Three numbers out of China gave investors a big scare today

Reuters
Is a Chinese bear market in sight?
  • Natasha Frost
By Natasha Frost

Reporter

The world’s second-largest economy could be in trouble—and it risks bringing the global economy down with it. That’s the worst-case-scenario conclusion many analysts are tussling with after a slew of bad news out of China.

According to data released today (Jan. 14), China’s exports fell the most in two years last month, with imports also shrinking. Add to that the first instance of China’s car market contracting since the 1990s, and a 73% fall in Chinese investment in North America and Europe, and you have bad, bad news for the global economy.

At the heart of these figures is China’s ongoing trade war with the United States. New data from 2018 reveal the country’s largest trade surplus with the United States since records dating back to 2006 began. It widened by 17% to $323.3 billion last year, according to Reuters. Exports are way up while the country ‘s imports of American goods fell slightly—making a swift resolution to the trade dispute even less likely. (Analysts have posited that this may be the effect of US importers stocking up on Chinese-made products in anticipation of still steeper tariffs.)

The numbers also suggest that the Middle Kingdom’s economy may not be in the best of health, despite government-imposed measures such as tax cuts and higher infrastructure spending. Global demand for Chinese-made goods such as iPhones and automobiles also seems to be waning. There’s still growth, but it’s a fraction of previous years: Geely, the country’s most successful car-maker sold 20% more cars last year, compared to 63% growth in 2017. In 2019, it anticipates flat sales.

A slowing Chinese economy is bad news for US companies that depend on Chinese consumers to power their sales.

Restrictions imposed by China, along with tightened scrutiny of deals from the US, seem to have stymied foreign direct investment into North America and Europe more generally. Overall, Chinese direct investment in the two regions fell 73%, from $111 billion in 2017 to $30 billion last year, despite modest growth in Chinese investment in Germany, France and Spain. Escalating frictions between Washington and Beijing may have been behind an 83% fall in Chinese investment into the US—instead, Chinese investors may be looking to Canada as an alternative, where investment was up 80% from last year.
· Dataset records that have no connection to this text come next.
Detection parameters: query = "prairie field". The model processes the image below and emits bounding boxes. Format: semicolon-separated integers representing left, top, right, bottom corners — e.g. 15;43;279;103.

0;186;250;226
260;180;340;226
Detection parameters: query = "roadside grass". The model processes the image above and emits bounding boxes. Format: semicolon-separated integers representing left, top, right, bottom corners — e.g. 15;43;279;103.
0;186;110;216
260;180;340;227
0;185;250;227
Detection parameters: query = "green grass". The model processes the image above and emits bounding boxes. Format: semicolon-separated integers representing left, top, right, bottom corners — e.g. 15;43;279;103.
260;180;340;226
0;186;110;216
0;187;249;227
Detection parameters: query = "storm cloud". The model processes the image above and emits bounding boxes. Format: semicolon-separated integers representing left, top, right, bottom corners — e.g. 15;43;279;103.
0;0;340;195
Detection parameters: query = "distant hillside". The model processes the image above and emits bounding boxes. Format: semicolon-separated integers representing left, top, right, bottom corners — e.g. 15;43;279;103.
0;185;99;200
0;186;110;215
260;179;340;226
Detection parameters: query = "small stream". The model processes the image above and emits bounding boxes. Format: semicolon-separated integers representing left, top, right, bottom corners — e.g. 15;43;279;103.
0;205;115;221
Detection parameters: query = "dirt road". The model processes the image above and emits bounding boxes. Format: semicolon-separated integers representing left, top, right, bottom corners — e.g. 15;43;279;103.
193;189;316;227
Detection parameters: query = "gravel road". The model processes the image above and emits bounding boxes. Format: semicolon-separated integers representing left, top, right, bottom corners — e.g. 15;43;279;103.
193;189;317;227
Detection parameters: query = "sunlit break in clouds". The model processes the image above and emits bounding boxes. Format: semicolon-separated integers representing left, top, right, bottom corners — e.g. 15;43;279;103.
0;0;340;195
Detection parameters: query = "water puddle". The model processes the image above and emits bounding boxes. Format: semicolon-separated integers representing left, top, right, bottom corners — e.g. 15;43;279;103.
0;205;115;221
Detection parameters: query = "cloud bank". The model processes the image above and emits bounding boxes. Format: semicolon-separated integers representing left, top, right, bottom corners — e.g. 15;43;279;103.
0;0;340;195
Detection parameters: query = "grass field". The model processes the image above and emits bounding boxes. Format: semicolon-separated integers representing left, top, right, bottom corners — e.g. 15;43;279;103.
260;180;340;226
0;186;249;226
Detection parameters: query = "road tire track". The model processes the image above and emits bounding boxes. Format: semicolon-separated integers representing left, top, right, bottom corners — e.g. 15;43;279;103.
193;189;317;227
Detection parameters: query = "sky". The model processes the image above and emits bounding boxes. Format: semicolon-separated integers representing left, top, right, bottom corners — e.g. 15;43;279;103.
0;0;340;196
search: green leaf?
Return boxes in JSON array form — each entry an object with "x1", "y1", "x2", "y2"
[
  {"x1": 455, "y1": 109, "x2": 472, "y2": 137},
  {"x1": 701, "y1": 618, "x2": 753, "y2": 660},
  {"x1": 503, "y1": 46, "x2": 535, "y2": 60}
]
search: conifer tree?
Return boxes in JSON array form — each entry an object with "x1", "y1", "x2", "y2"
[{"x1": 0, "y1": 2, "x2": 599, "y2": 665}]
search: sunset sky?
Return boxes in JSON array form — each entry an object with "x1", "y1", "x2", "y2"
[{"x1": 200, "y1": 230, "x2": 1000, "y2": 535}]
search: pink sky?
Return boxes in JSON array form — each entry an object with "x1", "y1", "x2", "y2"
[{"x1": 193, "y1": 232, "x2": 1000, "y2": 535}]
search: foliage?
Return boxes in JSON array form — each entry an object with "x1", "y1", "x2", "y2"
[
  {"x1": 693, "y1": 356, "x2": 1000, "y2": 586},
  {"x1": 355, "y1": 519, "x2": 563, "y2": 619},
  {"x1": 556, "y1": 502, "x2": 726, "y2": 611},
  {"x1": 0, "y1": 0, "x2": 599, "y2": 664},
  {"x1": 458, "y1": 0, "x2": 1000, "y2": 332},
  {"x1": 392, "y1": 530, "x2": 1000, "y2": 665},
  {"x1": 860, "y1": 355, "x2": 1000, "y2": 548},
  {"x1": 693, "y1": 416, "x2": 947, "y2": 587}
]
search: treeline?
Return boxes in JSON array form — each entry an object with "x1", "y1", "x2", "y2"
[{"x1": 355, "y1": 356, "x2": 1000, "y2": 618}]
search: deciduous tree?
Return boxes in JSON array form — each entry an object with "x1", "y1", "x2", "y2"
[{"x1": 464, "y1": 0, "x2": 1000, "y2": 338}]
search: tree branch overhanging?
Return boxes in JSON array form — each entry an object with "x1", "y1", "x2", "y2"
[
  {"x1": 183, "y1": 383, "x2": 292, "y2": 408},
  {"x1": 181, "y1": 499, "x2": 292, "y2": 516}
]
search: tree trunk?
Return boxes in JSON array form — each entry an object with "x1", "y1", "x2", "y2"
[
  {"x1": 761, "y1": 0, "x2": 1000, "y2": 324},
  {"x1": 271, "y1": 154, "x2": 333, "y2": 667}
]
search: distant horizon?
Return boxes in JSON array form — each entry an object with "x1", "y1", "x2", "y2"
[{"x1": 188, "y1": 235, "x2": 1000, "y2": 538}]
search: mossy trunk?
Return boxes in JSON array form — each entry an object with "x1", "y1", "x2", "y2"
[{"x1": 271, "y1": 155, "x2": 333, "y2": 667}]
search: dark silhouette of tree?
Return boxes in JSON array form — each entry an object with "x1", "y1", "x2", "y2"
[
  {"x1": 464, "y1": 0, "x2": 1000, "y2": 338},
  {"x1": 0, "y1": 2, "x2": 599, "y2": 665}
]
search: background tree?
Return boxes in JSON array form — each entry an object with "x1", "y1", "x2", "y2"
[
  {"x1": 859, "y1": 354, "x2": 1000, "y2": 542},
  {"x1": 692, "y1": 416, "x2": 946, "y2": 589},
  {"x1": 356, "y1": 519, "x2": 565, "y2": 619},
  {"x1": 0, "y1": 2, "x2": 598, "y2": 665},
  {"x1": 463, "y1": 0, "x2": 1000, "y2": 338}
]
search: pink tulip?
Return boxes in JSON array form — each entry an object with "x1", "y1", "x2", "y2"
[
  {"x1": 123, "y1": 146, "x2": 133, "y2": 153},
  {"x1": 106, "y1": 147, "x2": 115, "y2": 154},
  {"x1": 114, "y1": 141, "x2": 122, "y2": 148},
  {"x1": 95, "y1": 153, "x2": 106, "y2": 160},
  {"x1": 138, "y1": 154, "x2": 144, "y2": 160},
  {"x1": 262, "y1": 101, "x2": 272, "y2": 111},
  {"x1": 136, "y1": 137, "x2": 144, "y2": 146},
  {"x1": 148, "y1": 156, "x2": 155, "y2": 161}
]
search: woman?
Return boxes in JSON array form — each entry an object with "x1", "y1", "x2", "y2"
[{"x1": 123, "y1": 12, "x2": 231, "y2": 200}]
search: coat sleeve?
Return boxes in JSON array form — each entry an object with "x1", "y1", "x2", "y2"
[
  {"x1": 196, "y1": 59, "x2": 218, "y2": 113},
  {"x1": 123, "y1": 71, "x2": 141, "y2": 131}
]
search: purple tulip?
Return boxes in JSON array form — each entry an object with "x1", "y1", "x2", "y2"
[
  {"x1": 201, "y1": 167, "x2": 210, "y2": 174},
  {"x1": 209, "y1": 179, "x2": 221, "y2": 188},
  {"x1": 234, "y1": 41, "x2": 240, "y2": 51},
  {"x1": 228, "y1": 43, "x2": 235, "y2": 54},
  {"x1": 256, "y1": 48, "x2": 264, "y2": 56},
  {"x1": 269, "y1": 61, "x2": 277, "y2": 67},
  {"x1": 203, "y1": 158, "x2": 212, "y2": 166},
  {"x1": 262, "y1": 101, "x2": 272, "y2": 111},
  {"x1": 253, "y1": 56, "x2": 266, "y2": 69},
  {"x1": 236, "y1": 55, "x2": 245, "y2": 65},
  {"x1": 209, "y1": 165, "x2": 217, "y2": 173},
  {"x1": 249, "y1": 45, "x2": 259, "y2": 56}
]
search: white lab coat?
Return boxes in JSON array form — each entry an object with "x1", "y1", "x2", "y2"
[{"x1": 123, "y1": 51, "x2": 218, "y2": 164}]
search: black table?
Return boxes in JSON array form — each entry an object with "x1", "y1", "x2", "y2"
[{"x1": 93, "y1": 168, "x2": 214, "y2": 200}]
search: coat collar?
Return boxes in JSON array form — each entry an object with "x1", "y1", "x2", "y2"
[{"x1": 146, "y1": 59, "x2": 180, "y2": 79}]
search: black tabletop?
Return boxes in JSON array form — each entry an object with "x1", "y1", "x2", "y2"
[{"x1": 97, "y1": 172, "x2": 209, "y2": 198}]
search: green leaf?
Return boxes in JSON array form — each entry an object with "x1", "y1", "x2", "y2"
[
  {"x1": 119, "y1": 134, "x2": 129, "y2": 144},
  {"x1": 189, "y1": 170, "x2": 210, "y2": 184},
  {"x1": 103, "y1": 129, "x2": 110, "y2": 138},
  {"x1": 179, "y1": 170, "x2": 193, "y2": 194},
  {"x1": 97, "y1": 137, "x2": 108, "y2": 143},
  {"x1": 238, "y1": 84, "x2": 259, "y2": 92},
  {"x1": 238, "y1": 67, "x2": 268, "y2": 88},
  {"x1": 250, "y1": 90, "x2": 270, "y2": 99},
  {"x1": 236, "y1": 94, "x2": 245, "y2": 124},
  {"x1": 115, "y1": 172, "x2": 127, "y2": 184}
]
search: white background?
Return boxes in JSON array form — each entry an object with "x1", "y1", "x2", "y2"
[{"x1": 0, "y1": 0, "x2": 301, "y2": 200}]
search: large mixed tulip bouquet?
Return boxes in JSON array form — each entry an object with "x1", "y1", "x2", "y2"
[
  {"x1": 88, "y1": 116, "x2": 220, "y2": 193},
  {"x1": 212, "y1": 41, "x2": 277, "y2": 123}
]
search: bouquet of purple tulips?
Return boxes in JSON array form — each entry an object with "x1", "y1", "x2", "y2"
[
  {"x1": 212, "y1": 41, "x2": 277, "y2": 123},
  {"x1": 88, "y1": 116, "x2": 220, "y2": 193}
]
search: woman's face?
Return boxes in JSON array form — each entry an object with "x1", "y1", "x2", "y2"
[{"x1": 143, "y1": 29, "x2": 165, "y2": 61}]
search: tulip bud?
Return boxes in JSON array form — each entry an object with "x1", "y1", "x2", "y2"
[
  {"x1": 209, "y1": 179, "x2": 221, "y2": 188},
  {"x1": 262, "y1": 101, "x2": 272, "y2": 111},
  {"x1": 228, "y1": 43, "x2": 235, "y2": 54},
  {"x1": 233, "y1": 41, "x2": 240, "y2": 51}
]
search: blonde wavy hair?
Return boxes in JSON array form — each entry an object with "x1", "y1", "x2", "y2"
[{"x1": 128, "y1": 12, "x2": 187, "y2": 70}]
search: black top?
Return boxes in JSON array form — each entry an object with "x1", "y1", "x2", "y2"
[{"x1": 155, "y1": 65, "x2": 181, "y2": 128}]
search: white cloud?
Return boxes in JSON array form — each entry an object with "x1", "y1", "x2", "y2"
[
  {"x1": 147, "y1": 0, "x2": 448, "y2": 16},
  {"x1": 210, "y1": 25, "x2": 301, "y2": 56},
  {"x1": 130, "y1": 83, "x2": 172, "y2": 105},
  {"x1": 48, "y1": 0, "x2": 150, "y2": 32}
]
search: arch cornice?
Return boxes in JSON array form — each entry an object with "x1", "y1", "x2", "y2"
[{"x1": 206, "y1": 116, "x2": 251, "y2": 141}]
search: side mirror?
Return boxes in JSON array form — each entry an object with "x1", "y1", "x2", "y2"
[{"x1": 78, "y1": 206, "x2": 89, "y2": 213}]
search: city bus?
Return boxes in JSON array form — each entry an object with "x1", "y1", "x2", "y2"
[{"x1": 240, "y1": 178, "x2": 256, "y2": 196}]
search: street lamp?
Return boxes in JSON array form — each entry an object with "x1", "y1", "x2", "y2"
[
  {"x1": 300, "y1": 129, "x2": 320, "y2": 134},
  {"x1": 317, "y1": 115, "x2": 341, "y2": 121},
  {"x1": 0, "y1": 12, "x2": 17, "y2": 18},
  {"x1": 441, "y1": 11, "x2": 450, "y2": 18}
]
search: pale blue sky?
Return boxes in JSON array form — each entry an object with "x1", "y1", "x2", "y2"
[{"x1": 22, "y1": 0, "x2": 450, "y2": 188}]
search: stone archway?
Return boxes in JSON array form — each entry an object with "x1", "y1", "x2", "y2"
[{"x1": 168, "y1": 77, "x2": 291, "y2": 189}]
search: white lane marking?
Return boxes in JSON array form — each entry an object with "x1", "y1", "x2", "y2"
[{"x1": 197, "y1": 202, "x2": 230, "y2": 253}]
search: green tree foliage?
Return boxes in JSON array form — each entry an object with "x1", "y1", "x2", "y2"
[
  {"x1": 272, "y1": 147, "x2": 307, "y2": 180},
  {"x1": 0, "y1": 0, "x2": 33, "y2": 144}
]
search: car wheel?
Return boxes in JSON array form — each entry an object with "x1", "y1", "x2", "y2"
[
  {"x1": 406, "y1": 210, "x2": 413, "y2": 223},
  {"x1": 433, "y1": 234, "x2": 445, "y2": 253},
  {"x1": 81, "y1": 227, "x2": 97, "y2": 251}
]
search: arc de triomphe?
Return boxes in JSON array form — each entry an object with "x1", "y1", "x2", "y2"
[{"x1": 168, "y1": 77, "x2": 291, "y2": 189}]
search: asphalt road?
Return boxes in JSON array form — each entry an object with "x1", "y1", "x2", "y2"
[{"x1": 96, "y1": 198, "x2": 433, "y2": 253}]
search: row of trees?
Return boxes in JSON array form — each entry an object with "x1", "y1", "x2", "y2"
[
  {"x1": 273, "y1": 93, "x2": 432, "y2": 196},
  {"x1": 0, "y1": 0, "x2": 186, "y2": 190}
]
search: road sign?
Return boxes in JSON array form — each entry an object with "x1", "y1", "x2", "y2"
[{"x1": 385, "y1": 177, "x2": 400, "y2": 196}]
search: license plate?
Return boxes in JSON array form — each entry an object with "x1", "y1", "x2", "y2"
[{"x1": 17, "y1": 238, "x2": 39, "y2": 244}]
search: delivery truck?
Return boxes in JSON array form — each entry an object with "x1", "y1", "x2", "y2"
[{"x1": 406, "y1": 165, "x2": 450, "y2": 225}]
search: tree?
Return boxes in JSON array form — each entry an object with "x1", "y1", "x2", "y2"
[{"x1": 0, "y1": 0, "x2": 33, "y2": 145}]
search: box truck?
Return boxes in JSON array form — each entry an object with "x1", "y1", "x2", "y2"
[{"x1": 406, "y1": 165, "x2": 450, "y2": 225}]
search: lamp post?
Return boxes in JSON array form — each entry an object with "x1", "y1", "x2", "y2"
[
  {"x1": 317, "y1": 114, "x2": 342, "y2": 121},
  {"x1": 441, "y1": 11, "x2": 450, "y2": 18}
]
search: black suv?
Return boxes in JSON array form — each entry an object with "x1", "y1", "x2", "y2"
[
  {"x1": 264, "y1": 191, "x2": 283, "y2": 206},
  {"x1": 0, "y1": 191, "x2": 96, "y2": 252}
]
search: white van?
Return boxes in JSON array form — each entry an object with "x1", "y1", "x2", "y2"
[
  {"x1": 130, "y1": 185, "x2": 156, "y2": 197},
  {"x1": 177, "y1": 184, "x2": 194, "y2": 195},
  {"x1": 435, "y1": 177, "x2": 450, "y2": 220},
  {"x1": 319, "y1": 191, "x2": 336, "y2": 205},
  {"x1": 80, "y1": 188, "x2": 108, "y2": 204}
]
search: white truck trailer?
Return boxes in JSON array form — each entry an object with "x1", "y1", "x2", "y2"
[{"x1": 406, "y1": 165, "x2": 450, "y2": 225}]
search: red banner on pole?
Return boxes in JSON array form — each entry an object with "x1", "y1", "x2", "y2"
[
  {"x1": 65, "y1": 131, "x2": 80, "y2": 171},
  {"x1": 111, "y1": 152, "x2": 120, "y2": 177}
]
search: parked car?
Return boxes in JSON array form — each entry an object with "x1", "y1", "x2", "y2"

Any one of these numbers would likely worry investors. All three together suggest a global slowdown that is more imminent than many expected or hoped. In a note from Nomura, a Japanese financial services company, economists had a few forecasts for the months to come: The yuan’s “recent strength” may not last; Beijing may finally capitulate and strike a trade deal with the US; and Chinese politicians may take “more aggressive measures” to stabilize the country’s growth.

Last year, Chinese economic growth hit its lowest point in a decade, exacerbated by ongoing trade tensions and rising debt levels. Whether this slowdown is the start of a larger trend remains to be seen—though the figures have left investors decidedly shaken.

Update: This post has been updated to say China’s imports of US goods fell slightly in 2018.